Aku membayangkan wajahnya. Mata coklat gelap yang menatapku dengan intens. Bibir yang indah yang membuatku ingin berdiri di ujung jari untuk menciumnya. Rahang yang kuat. Rambut hitamnya yang berduri, sedikit panjang untuk dunia korporat.
Tenanglah, aku memarahi diri sendiri. Namun bahkan saat aku mencoba mulai menjawab email pagi ini, tanganku seolah punya pikiran sendiri, membuka Google dan mengetik namanya. Dalam hitungan milidetik, segala sesuatu yang ingin aku ketahui tentang Taylor muncul di depan mataku.
Biografinya memberitahuku bahwa dia berusia dua puluh lima tahun. Wow, hanya dua puluh lima dan seorang jutawan dengan perusahaannya sendiri yang berskala global. Aku membaca tentang bagaimana tahun jeda dan hasratnya terhadap makanan eksotis menginspirasinya untuk memulai perusahaannya, Hudson International, dengan dukungan dari kakek-neneknya. Aku merasa sedikit iri karena memiliki keluarga yang begitu mendukung. Saat aku menggulir ke bawah, aku menemukan gambar Taylor dengan banyak gadis, semuanya memiliki satu kesamaan: rambut pirang yang mengalir, pinggang kecil, dan kaki yang panjang. Singkatnya, cantik, segala sesuatu yang benar-benar kebalikan dariku.

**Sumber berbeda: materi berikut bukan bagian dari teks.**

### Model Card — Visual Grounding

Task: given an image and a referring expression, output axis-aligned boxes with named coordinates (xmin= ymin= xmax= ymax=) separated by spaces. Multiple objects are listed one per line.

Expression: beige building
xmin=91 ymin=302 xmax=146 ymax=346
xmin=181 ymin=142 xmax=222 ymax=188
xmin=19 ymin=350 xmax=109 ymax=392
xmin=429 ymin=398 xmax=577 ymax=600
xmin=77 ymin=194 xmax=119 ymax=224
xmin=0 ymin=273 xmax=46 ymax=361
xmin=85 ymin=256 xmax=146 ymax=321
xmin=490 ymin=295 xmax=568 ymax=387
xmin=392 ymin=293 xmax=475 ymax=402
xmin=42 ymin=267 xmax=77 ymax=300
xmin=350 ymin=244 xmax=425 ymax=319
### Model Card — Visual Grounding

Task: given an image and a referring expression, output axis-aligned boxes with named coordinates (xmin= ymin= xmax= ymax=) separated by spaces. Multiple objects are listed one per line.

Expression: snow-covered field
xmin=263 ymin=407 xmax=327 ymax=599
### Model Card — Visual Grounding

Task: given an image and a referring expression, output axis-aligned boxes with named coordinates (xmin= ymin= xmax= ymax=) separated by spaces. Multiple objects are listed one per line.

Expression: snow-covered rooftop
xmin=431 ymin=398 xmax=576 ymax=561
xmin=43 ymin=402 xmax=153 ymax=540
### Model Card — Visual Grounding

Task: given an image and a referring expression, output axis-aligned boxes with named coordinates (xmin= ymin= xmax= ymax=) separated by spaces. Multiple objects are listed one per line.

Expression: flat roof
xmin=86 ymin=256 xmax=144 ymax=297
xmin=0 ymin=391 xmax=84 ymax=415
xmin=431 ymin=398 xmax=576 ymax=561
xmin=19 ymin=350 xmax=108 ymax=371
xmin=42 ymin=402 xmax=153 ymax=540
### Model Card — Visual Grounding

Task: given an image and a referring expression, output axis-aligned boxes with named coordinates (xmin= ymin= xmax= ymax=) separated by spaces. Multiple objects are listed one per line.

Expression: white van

Marah pada diriku sendiri karena terlibat dalam stalking dunia maya, aku segera menutup jendela, yang kebetulan tepat saat Eddy berjalan ke mejaku.
"Pagi, Abby," Eddy menghela napas, kantung di bawah matanya menunjukkan malam tanpa tidur lagi di rumah tangga Jones.
"Hai, Eddy," jawabku. "Malam yang buruk dengan Sophia, ya?"
"Ya, dia berteriak sampai jam 1 pagi dan kemudian bangun lagi jam 4. Meg sangat lelah, dan aku juga," Eddy menggosok matanya, dan aku memberinya senyum simpati. Bayi berusia dua bulan dengan kolik pasti mimpi buruk.
"Ada yang bisa aku bantu? Aku bisa datang dan menjaga Sophia jika kamu dan Meg butuh istirahat," tawarku. Eddy adalah bos yang hebat, dan aku ingin melakukan apa saja untuk membalas kebaikannya saat aku mulai tiga bulan lalu.
"Itu sangat baik, Abby. Aku akan berbicara dengan Meg," jawabnya, senyum menghiasi wajahnya. "Tapi yang benar-benar aku butuhkan adalah bantuan dengan laporan. Aku baru saja bertemu dengan Taylor"—pada penyebutan namanya, aku merasakan tulang punggungku menegang, dan jantungku mulai berdetak cepat—" dan dia ingin mulai mencari campuran kacang dari Kosta Rika." Eddy terus berbicara, tidak menyadari kegelisahan dalam diriku. Dia menjelaskan bahwa Taylor memiliki rapat mendadak pada hari Senin dengan Fortnum & Mason dan sangat membutuhkan laporan tentang pasar kacang global secepat mungkin.
"Bisa kamu bantu aku mengumpulkan data dasar hari ini supaya aku bisa datang besok untuk menulis laporannya?" tanya Eddy.
"Um, bukankah kamu akan ke rumah ibunya Meg akhir pekan ini?" tanyaku, mengingat kegembiraan Eddy saat mengatur malam ulang tahun kejutan untuk Meg. Wajah Eddy jatuh saat kenyataan situasinya mulai terasa.
"Lihat, aku tidak punya rencana akhir pekan ini"—atau akhir pekan lainnya, pikirku—"Aku tidak keberatan melakukan pekerjaan dasar dan menyusun laporan lalu mengirimkannya ke kamu untuk disesuaikan. Itu kalau kamu pikir aku sudah siap…" aku mengakhiri kalimat dengan ragu.
"Abby, kamu luar biasa." Eddy tersenyum padaku. "Kamu lebih dari mampu. Jika kamu tidak keberatan, itu akan sangat membantu." Dengan itu, Eddy duduk dan menjelaskan apa yang perlu aku teliti dan bagaimana laporan itu harus disusun.